Daily Journal of Commerce (Portland, OR), Jun 6, 2005 by Justin Stranzl

With the end of the school year just days away, Portland State University and University of Oregon architecture students on Thursday took their work out of the classroom and into an arena where it would be judged not by a teacher but by a different critic: the general public.

The displays took place in separate locations downtown: Graduating UO students took over the walls of the Galleria at 921 S.W. Morrison St., while students in their first or second years with PSU's architecture studio exhibited drawings, sculptures and other art in the gallery of Associated Institute of Architects Portland at 315 S.W. Fourth Ave.

The UO students at the Galleria were graded, but not by the instructors who've guided them through the 2004-05 school year. Rather, professional designers and architectural critics volunteered to sit with individual students for one-hour sessions in which the students explained their work and the judges offered suggestions or criticisms.

On some levels the event was stressful - students were showing their work for Galleria customers not accustomed to judging architecture, and some of the students had never displayed their work publicly before.
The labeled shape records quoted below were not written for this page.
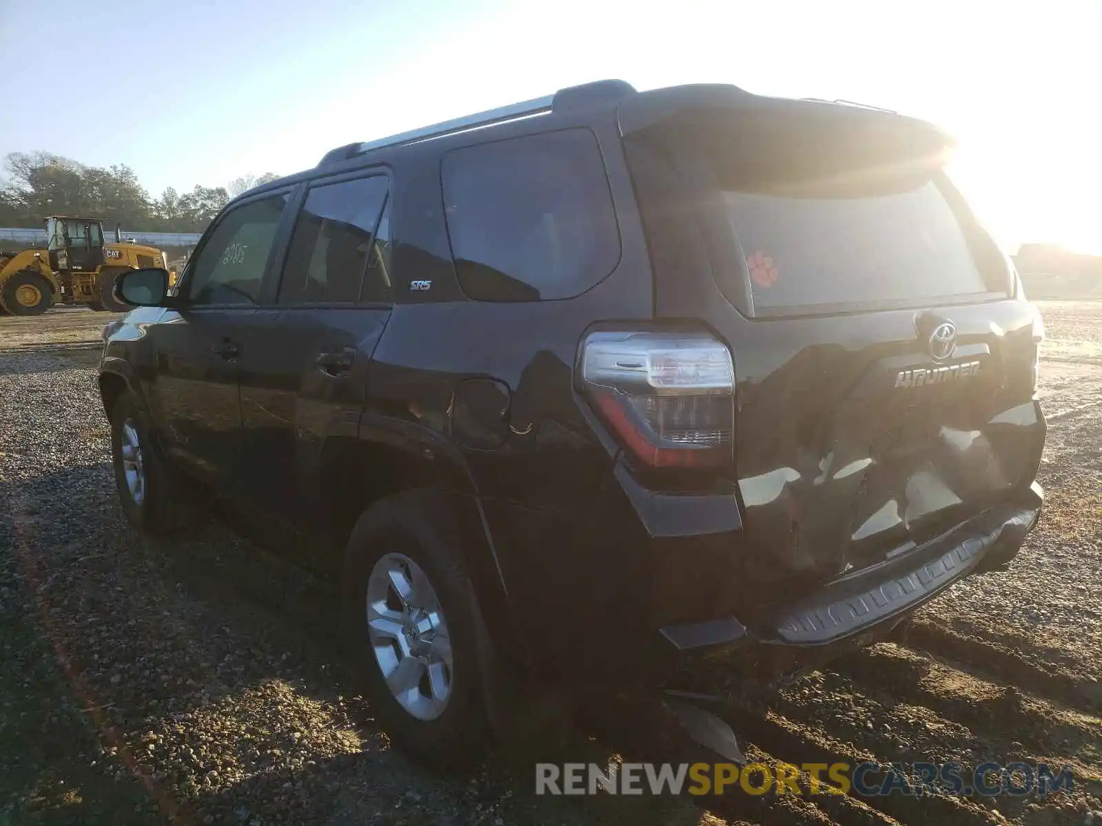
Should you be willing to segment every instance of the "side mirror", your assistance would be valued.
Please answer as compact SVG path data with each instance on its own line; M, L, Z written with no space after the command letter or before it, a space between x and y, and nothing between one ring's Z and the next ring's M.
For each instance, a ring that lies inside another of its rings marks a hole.
M169 294L169 272L159 267L129 270L117 279L111 290L116 301L136 307L159 307Z

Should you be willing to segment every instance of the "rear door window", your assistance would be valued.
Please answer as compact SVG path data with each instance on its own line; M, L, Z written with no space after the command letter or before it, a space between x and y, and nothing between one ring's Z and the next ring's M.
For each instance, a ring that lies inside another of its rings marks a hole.
M388 189L383 175L310 189L291 235L280 304L390 300L389 275L374 249Z
M616 213L587 129L454 150L442 172L456 274L472 298L570 298L616 267Z
M757 308L988 291L938 184L856 197L725 191Z

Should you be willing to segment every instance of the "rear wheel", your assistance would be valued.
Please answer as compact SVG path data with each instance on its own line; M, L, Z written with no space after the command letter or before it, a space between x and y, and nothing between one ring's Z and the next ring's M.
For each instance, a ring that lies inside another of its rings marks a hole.
M489 745L480 621L454 532L433 492L372 504L345 557L352 664L396 746L433 765L477 760Z
M122 313L130 309L129 304L123 304L115 297L115 280L125 273L122 268L110 268L101 270L97 284L97 300L89 306L93 309L106 309L109 313Z
M54 291L42 275L23 270L3 283L0 304L12 315L42 315L54 300Z

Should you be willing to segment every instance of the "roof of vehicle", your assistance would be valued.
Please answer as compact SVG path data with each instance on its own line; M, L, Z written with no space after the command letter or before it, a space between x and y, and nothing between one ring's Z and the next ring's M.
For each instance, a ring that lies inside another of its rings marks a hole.
M801 117L809 118L810 122L815 126L825 127L829 127L831 122L850 122L856 119L866 123L890 126L894 130L901 129L912 134L919 134L930 143L944 146L953 143L952 138L931 123L898 115L889 109L849 100L767 97L755 95L730 84L688 84L637 91L624 80L596 80L560 89L553 95L510 104L387 138L347 143L326 152L317 166L257 186L238 195L234 200L253 197L270 189L279 189L288 184L316 177L318 171L323 169L327 173L329 172L328 167L335 167L332 172L344 171L343 164L346 161L354 159L363 161L383 150L426 143L474 130L493 130L496 127L504 127L519 120L588 108L607 108L609 112L615 112L620 134L625 137L690 110L725 109L735 115L750 111L778 115L799 113ZM349 163L346 169L350 171L355 169L355 164Z

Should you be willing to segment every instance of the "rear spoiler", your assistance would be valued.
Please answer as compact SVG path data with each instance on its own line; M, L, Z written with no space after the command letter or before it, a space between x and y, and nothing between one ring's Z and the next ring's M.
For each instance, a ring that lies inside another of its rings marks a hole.
M812 180L917 162L940 166L955 141L932 123L849 102L754 95L737 86L642 91L617 109L624 138L690 139L739 176Z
And the event was a de facto job interview: Designers with some of Portland's more recognizable firms paced the gallery, scouting for future help.

At the same time, the students breathed easier knowing their course load for the year was finally done. Josh Meharry, who soon will receive his bachelor's degree from UO, said he'd exhausted himself over the last term, working anywhere from six to 18 hours a night on a relief cube for victims of natural disasters. A critic would council him in minutes, but he wasn't worried. All he could do was relax after finally finishing a model of his work.

I finished two seconds before my review, he said, leaning against a wall from which his proposal hung.

The projects varied in size, scope and probability. Meharry's relief-cube design proposed an 8-foot-by-8-foot square that could easily be packaged and sent across waters before expanding into a sleeping room, kitchen and bathroom.

Another student, Rose Vadnais, proposed an urban cemetery that would take over the West Park Blocks near the Pearl District and house a crematorium, chapel and more. A third student, Alina Graham, proposed a massive, narrowing tower for the South Waterfront District that, instead of mirroring the Meriwether, would mimic the skinny towers of Vancouver, British Columbia, squeezing 900-square- foot spaces into a gradually thinning tower that would protect the views of West Hills homeowners.

There's a lot more innovation with high-rises (in Canada) than in Portland, Graham said.

UO professor, James Pettinari, roamed the gallery, but he offered little criticism for the projects.

Instead, he checked in with each of the 80 students mostly to see if they finished the damn thing, he said, laughing.

Blocks away, students from PSU unveiled architectural work both obvious and not. Simple building sketches were included in the collection at the AIA gallery, as were photocopies colored over with charcoal, wood blocks and drawings of leaves.

The students, all of whom were in their first or second year under the tutelage of Clive Knights, acting chairman of the architecture department, were exhibiting as much as architects as artists. As nascent students they'd yet to create the grand proposals of the graduating UO students, but that offered them an advantage, Knights said. The students could exhibit less structured, more adventurous work, he said, to see how it registered with arts fans visiting as part of First Thursday festivities.

We have an advantage pedagogically - we can exploit a freedom to test definitions of architecture, he said. This gallery teaches them how to make their work presentable - visually interesting as well as architectural interesting.

They're learning to see, said Tim Siemens, an assistant professor.

Malia Kalahele, a second-year architectural student, proudly showed off 19 drawings she and fellow classmates completed throughout the year. They cut photographs of people and living spaces out of magazines, then photocopied them and drew over them with charcoal and graphite to both flesh out their artistic tendencies and give our spaces more of a living quality than a sterile, chipboard model would, she said.

Our work is mostly in our head, she said. This gives us a chance to bring it out.